The mural in the background of this photo was clearly a portrait of the two horses seen in the foreground. This barn still stands, in Morrow County near Johnsville, but the mural is long gone.

This photo, from Picturesque Huron 1896, shows a Lindsey mural painted on the side of a stable barn in Greenwich.

His Life

Seymore Lindsey lived in Lexington from 1848 to 1927, and from this epicenter there is a circle of about 30 miles in all directions where his influence and works could be found.  Houses with Lindsey animal doors still turn up in an area over six counties.  People remembered him traveling the country roads in a wagon loaded with paint cans and drop cloths, often setting out Monday morning and not returning until Friday night.

His barn murals have all pretty much passed with the many seasons since they were painted, though there is one easily seen from Owens Road that was repainted about 50 years ago in a pale reflection of his original design.  The only remaining mural that has been left untouched has faded nearly to woodgrain, yet even in the hints of what remains it is easy to see the authority of his work.

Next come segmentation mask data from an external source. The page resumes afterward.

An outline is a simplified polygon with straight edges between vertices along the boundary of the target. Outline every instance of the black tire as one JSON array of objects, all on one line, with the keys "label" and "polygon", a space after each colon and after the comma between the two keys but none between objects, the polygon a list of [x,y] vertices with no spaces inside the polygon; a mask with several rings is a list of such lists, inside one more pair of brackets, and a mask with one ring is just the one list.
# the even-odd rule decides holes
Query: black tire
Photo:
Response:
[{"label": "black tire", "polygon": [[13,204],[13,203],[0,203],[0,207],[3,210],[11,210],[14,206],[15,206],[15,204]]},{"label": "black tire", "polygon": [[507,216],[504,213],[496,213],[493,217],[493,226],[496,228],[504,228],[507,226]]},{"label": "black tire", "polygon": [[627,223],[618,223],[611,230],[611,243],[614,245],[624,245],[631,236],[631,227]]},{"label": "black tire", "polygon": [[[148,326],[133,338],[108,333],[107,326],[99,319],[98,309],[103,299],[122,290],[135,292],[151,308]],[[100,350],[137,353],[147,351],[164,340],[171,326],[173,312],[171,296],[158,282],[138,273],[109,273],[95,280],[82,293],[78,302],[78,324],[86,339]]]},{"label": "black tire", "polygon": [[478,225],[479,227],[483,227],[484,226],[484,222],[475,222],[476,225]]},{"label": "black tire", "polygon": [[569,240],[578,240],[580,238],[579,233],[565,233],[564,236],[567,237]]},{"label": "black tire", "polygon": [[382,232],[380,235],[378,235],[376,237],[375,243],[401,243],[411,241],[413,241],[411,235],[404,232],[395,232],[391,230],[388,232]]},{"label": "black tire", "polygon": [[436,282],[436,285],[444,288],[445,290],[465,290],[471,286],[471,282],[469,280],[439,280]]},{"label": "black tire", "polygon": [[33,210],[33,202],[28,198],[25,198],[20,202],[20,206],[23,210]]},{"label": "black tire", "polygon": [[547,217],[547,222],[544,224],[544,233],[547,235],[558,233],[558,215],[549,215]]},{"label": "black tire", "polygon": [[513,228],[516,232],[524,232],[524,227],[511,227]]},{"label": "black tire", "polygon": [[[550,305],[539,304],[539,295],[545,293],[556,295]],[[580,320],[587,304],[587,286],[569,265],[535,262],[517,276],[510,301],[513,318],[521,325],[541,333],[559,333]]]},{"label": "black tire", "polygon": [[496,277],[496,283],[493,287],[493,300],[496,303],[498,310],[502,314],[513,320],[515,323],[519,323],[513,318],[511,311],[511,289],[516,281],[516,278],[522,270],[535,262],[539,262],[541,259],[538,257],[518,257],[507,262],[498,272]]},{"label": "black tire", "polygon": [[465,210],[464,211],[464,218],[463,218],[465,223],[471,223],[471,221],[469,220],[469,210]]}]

Lindsey was a bit of a prankster, and loved jokes of all kinds.  He died at the age of 78 when he stepped off a ladder, forgetting that he was standing at the top.  It almost sounds like the kind of thing he would have laughed about.

The best known portrait of him shows the man with a rascally grin, but even without the benefit of a photo that quality of mischievousness and humor and joy of life is every bit as evident in the works he left behind.

This piece of art was painted onto the panel of a door using the same stains, lacquers and tools he used to accomplish the faux wood graining. Witnesses said he dabbed on the stain with a brush, moved it around with a feather, and then scratched the surface with the pointed end of the feather and his fingernail. (Found in the Stuhldreher Building at 48 West Fourth Street in Mansfield, today Tara’s Floral Expressions; Photographed by Michael Frank.)


Original Lindsey art found in the Richland County Museum, preserved on a closet door.

Lindsey’s oil paintings often combine characteristics of his barn murals with the highly detailed papercuts. This fox painting sold at auction for over $20k more than 15 years ago. Poor Seymore’s wife would be aghast: she was troubled that he didn’t charge more for his art…he often gave it away.

The portrait of Jubilant comes from the Delagrange collection.

Lindsey’s delicate silhouette papercuts are so amazingly detailed that often the birds are recognizable by species.

His art was self taught from a very early age, and his talent took him to the 1876 Centennial Exposition at Philadelphia and the 1892 World’s Fair in Chicago where he had a booth cutting souvenir silhouettes.

Seymore never went anywhere without a pair of scissors in his pocket because he never knew when he might have a little kid to entertain or an eager housemaker to impress with a deft bit of papercutting.

The portrait of Seymore Lindsey (1848-1927), photographed with his pet rooster, was consdered by all who knew him to perfectly capture his mischievous, gentle character.